Data Flashcards
First Party Data
Data collected by an individual or group using their own resources.
Second Party Data
Data collected from a group from its audience and then sold.
Third Party Data
Data collected from outside sources who did not collect it directly.
Population
All possible data values in a certain dataset.
Sample
A part of a population that is representative of the population. This is useful when looking to analyse data on an entire population as collecting such a massive amount of data would be challenging.
Time Series Data
This is data that includes dates and is useful when looking to analyse trends over time.
Qualitative Data
This is data that can’t be counted, measured or easily expressed using numbers. Examples include names, categories and descriptions.
Quantitative Data
This is data which can be measured, counted and then expressed as a number. This is data with a certain quantity, amount or range.
Discrete Data [Quantitative Data]
This is data that’s counted or has a limited number of values. It’s not fractional data composed of whole numbers or points such as 10, 50 and 365.
Continuous Data [Quantitative Data]
Data that is measured and can have almost any numerical value. An example is 110.0356 minutes.
Nominal Data [Qualitative Data]
A type of qualitative data that’s categorized without a set order. This type of data doesn’t have a sequence.
Ordinal Data [Qualitative Data]
This is a type of qualitative data with a set order or scale.
Internal Data
Data that lives within a company’s own systems. This is usually more reliable and easier to collect.
External Data
Data that lives and is generated outside of an organisation.
Structured Data
Data that’s organised in a certain format such as rows and columns. Spreadsheets and relational databases can stored data in a structured way.
Unstructured Data
This is data that is not organised in any easily identifiable manner such as audio and video files.
Data Model
A model that is used for organising data elements and how they relate to one another.
Data Elements
Pieces of information, such as people’s names, account numbers, and address.
Data Modelling
Data modelling is the process of creating diagrams that visually represent how data is organised and structured. These visual representations are called data models.
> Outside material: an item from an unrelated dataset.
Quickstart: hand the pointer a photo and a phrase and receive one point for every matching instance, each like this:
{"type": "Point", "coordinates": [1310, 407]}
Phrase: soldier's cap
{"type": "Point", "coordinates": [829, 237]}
3 Most Common Types of Data Modelling
- Conceptual data modelling
- Logical data modelling
- Physical data modelling
Conceptual Data Modelling
Conceptual data modelling gives a high-level view of the data structure, such as how data interacts across an organisation. A conceptual data model doesn’t contain technical details.
Logical Data Modelling
Logical data modelling focuses on the technical details of a database such as relationships, attributes, and entities. It doesn’t spell out the actual names of database tables. That’s the job of a physical data model.
Physical Data Modelling
Physical data modelling depicts how a database operates. A physical data model defines all entities and attributes used; for example, it includes table names, column names, and data types for the database.
Spreadsheet Data Types
- Number
- Text or string
- Boolean [a result that can only have one of two possible values: true or false.]
Record
This is data contained in a row.
Field
This is data contained in a column.
Wide Data
Data in which every data subject has a single row with multiple columns to hold the values of various attributes of the subject.
Long Data
Long data is data in which each row is one time point per subject, so each subject will have data in multiple rows.
Data Transformation
This is the process of changing the data’s format, structure, or values.
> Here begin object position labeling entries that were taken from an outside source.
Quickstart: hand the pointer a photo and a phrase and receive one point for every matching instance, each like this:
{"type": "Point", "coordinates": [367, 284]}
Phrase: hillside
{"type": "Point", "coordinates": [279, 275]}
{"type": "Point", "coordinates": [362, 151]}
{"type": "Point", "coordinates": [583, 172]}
Data Transformation Involves:
Adding, copying, or replicating data
Deleting fields or records
Standardising the names of variables
Renaming, moving or combining columns in a database
Joining one set of data with another
Saving a file in a different format. For example, saving a spreadsheet as a comma separated values (CVS) file.
Goals For Data Transformation:
Data organisation: better organised data is easier to use
Data compatibility: different applications or systems can then use the same data
Data migration: data with matching formats can be moved from one system to another
Data merging: data with the same organisation can be merged together
Data enhancement: data can be displayed with more detailed fields
Data comparison: applies-to-apples comparisons of the data can be made
Kaggle
This is an online community of people passionate about data.
Bias
A preference in favour of or against a person, group or people, or a thing.
Data Bias
Type of error that systematically skews results in a certain direction.
Sampling Bias
When a sample isn’t representative of the population as a whole.
Observer Bias (experimenter or research bias)
The tendency for different people to observe things differently.
Interpretation Bias
The tendency to always interpret ambiguous situations in a positive or negative way.
Confirmation Bias
The tendency to search for or interpret information in a way that confirms pre-existing beliefs.
R.O.C.C.C Process
This process can be used to identify good data sources.
Reliable - Good data sources are reliable.
Original - Be sure to validate data with the original source.
Comprehensive - The best data sources contain all critical information needed to answer the question or find a solution.
Current - The usefulness of data decreases as time passes. The best data sources are current and relevant to the task at hand.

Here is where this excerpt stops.